My time in the Louisiana Army National Guard.
What are you currently reading?
Gump & Co. (a gift from my father-in-law), The Competitive Runner's Guide (Bob and Shelly Glover's training manual -- pretty dog-eared) and just finished The Da Vinci Code and John Grisham's latest. Eagerly awaiting The Half-Blood Prince (J.K. Rowling's next book in the Harry Potter series).
Is there a book you would say has had a big impact on you?
And the Band Played On -- Randy Shilts's account is required reading for anyone who even contemplates working with HIV.
What kind of music do you listen to?
My taste is varied, it depends on the activity and company present, but I mostly listen to classical, horns and strings.

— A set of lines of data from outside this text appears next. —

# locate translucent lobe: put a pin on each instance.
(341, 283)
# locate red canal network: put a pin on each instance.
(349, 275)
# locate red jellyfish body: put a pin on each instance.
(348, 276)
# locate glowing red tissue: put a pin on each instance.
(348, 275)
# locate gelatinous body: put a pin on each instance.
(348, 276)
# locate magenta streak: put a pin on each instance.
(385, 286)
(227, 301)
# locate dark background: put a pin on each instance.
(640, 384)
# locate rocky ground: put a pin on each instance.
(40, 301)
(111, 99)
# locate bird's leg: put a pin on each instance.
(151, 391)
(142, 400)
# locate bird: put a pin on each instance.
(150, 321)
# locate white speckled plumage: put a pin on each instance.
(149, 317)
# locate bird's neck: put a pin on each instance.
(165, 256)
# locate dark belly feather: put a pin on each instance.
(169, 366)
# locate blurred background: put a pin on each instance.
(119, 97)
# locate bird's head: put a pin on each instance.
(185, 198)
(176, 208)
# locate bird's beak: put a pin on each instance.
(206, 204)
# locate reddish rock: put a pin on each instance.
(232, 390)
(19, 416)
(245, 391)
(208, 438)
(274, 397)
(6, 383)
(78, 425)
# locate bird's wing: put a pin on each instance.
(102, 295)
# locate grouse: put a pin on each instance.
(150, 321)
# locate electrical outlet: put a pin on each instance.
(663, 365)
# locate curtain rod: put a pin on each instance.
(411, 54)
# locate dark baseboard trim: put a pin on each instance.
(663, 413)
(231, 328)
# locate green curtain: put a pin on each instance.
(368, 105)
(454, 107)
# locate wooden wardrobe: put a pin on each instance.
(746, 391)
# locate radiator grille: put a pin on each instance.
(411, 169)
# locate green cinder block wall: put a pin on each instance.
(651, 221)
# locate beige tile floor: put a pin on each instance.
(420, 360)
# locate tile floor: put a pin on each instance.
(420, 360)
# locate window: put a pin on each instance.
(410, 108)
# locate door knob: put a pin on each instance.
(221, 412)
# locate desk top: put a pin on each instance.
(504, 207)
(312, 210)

The purpose of this profile is to get a sense of you as more than just a pharmacist. Is there anything else you would like to share about yourself?
A couple of quotes:
Favorite quote: "Many questions are unanswerable. Many answers are questionable." This is the quote I have on my door for all who enter to read. Sadly, I have been unable to find the author. I even bought a Bartlett's to see if I could find it, but I can't. I use this often to relay that, just because we are doing things one way, it may not necessarily be the best way. We learned this with sequential monotherapy, adding drugs onto failing regimens and other regimen structures over the years. I also employ this when results are presented that just don't make sense or follow rational thought. I caution my students and those who attend my lectures that HIV knowledge is in perpetual motion, always moving, and sometimes what one presents as irrefutable is later withdrawn or shown to be incorrect. The heart attack rates of patients on protease inhibitors presented in Spain a couple of years ago is a classic example.
Quote #2: "Those who do not know history are doomed to repeat it."
I heard this quote from my brother, who was a history major, but I can't find the attribution for this one either. We see many clinicians and others learning about HIV only from the perspective of the situation since we have had protease inhibitors, and the like. They never experienced the frustration of not having any medicines to treat patients. I, too, did not have the maddening experiences others did in the 1980s, but have made it a point to learn about them as best I can from a second- or third-hand perspective. Randy Shilts's book helped there, as did In My Own Country and AIDS Doctors. This virus has been around for a long time -- clinicians who think they are trying "innovative" ways to treat patients would be well served to do their homework first.
Quote #3 (last one): This one I actually do have the author for. "People died while ... some scientists ... competed rather than collaborated in ... research efforts, and so diverted attention and energy away from the central struggle against the disease itself ... It is a tale that bears telling, so that it will never happen again, to any people, anywhere." -- Randy Shilts (1951-1994), And the Band Played On
This excerpt is taken from his prologue. I have this on a slide that I use in each of my educational programs. I apply this to pharmaceutical companies today. We have seen great strides in antiretroviral development and research, including pioneering partnerships between companies for improving how drugs are to be delivered in the future (Gilead and BMS [Bristol-Myers Squibb], for example, with the once-daily tablet of emtriva [emtricitabine], tenofovir [Viread] and sustiva [efavirenz]). We still see too much, in my opinion, jockeying for "best therapy ever" labeling instead of "best therapy for this patient in front of me right now who I will be seeing (hopefully) for the next 20 years."